One of the most significant figures in the Labour movement, the radical pacifist served as general secretary and chairman of the party in the 1930s.
He gave up meat as a young man in 1908, but found that the practice was not widely embraced by the Labour movement, noting in the 1930s that most people were too busy trying to ward off hunger to pay much attention to the source and ethics of their food.
Speaking in a House of Lords debate on animal cruelty decades later, he said: “I am a vegetarian and I have been so for 70 years. On the whole, I think, physically I am a pretty good advertisement for that practice.”
Brockway went on to live for another decade, dying just months before his 100th birthday.
What? That Bill Clinton? The former President of the United States with a particular weakness for fast food? (Who can forget his sneaky trip to McDonald’s while visiting the Labour conference in 2002?).
Well, yes. Mr Clinton adopted a vegan diet in 2010 on medical advice after undergoing emergency surgery for chest pains and credits it with giving him a new burst of energy.
“I have more energy. I never clog. For me, the no dairy thing, because I had an allergy, has really helped a lot. And I feel good,” he has been quoted as saying.
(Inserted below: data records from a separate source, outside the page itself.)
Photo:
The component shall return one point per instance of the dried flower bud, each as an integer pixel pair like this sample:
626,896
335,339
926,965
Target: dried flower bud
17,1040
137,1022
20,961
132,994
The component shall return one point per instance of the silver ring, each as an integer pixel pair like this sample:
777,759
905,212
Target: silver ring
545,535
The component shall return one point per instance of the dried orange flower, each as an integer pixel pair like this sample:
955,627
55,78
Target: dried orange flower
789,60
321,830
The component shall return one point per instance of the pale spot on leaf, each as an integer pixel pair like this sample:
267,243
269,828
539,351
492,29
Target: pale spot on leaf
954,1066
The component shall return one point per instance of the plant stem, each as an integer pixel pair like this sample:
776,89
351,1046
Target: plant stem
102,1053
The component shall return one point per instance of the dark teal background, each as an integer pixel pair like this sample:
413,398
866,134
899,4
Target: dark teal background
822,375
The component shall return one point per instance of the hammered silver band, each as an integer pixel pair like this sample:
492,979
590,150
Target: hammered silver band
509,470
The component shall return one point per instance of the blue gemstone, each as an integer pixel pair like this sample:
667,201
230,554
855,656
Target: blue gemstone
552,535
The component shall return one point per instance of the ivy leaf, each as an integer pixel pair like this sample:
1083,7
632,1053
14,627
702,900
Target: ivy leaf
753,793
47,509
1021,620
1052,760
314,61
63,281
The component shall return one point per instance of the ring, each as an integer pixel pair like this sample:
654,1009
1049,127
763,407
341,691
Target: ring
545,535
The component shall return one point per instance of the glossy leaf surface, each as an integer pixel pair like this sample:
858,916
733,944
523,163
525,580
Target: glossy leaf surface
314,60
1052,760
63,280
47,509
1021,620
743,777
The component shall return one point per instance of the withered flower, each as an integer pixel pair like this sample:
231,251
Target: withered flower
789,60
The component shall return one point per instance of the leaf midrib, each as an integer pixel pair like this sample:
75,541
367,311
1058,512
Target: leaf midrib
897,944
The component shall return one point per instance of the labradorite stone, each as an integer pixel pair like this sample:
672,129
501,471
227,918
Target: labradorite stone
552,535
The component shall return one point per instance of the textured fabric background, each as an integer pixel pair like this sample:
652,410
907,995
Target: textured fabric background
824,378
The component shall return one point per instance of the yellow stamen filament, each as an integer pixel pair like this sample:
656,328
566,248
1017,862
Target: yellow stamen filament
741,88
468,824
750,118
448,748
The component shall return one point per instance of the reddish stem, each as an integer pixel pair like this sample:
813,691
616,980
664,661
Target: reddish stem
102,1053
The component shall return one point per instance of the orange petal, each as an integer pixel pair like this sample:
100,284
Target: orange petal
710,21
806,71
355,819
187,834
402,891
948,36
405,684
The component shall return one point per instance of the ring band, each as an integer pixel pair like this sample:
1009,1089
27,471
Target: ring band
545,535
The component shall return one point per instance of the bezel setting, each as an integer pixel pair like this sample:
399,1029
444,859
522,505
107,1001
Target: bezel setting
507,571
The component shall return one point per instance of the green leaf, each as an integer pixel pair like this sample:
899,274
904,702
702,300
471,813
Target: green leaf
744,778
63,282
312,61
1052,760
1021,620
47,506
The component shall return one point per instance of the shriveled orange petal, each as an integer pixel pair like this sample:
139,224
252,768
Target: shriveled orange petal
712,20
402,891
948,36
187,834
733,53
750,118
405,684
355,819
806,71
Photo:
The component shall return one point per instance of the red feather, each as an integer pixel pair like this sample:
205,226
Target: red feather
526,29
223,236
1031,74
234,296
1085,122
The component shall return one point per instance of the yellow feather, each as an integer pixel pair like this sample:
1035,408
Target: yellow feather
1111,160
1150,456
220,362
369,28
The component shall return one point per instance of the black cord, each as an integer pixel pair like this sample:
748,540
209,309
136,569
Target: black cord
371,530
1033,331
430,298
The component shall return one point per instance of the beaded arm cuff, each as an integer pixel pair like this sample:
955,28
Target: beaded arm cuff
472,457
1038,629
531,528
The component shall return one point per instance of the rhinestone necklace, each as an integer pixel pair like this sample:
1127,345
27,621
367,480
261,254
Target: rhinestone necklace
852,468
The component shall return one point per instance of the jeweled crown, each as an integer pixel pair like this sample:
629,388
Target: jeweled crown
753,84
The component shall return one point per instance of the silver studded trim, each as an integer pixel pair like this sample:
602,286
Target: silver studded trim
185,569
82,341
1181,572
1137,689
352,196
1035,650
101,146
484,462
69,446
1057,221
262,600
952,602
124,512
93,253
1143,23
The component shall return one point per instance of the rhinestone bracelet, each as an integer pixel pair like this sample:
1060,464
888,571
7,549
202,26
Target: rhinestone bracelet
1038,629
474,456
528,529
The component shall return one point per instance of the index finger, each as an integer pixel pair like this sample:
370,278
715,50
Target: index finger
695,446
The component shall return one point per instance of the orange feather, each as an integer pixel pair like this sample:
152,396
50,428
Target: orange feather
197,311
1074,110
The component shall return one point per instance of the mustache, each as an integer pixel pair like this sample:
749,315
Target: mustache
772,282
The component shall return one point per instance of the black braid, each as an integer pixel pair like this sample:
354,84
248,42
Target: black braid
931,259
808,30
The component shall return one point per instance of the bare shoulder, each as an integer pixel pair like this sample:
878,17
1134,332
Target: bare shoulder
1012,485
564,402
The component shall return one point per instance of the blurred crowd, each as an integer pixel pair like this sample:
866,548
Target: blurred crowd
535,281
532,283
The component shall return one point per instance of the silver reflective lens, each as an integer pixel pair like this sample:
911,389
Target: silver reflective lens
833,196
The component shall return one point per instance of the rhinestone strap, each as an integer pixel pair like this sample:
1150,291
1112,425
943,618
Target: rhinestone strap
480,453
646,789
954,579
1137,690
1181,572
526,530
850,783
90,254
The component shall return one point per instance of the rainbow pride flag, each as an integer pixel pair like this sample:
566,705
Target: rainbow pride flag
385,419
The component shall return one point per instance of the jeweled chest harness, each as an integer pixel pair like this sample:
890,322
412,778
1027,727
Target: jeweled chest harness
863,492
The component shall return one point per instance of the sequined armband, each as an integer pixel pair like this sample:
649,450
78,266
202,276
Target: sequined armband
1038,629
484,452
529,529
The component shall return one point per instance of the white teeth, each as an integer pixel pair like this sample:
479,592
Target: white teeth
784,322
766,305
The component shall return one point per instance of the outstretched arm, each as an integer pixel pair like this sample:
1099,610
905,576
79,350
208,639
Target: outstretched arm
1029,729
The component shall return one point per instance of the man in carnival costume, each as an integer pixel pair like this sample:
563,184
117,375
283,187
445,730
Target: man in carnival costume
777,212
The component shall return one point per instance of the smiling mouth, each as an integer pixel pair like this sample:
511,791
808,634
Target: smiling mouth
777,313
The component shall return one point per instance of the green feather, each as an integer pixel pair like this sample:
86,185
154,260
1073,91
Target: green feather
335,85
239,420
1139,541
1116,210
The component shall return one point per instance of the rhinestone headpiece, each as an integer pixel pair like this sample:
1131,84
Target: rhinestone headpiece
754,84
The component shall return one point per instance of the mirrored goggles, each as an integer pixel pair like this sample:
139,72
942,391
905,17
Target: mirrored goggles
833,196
“I like all the Italian stuff. Lasagne. I like the chilli enchiladas – they nailed the meat substitute stuff. It used to be when I started this, it was inedible. It’s so much better now.”
Vegans, though, were unimpressed by his admission that he still occasionally eats fish: “Eating salmon and avoiding most animals food products does not make you a vegan, it means you eat less animal products.”
Other prominent vegetarian politicians past and present include Tim Farron, the former Liberal Democrat leader, whose diet didn’t necessarily go down well with some of the farmers in his rural Cumbrian constituency, Caroline Lucas, co-leader of the Green Party, her predecessor as party leader Natalie Bennett and Conservative MP Henry Smith, who chaired the all-party parliamentary group for animal welfare.
And the vegans…
If Mr Corbyn does decide to become a vegan (which means avoiding all animal products including milk, cheese and honey) he won’t be alone…
Among his comrades will be Labour MP Kerry McCarthy – who spent a year as shadow Environment, Food and Rural Affairs Secretary after being appointed by Mr Corbyn despite being a vegan in 2015 – current shadow Wales Secretary Christina Rees is also a vegan, as is shadow minster Chris Williamson and new Labour MP Darren Jones.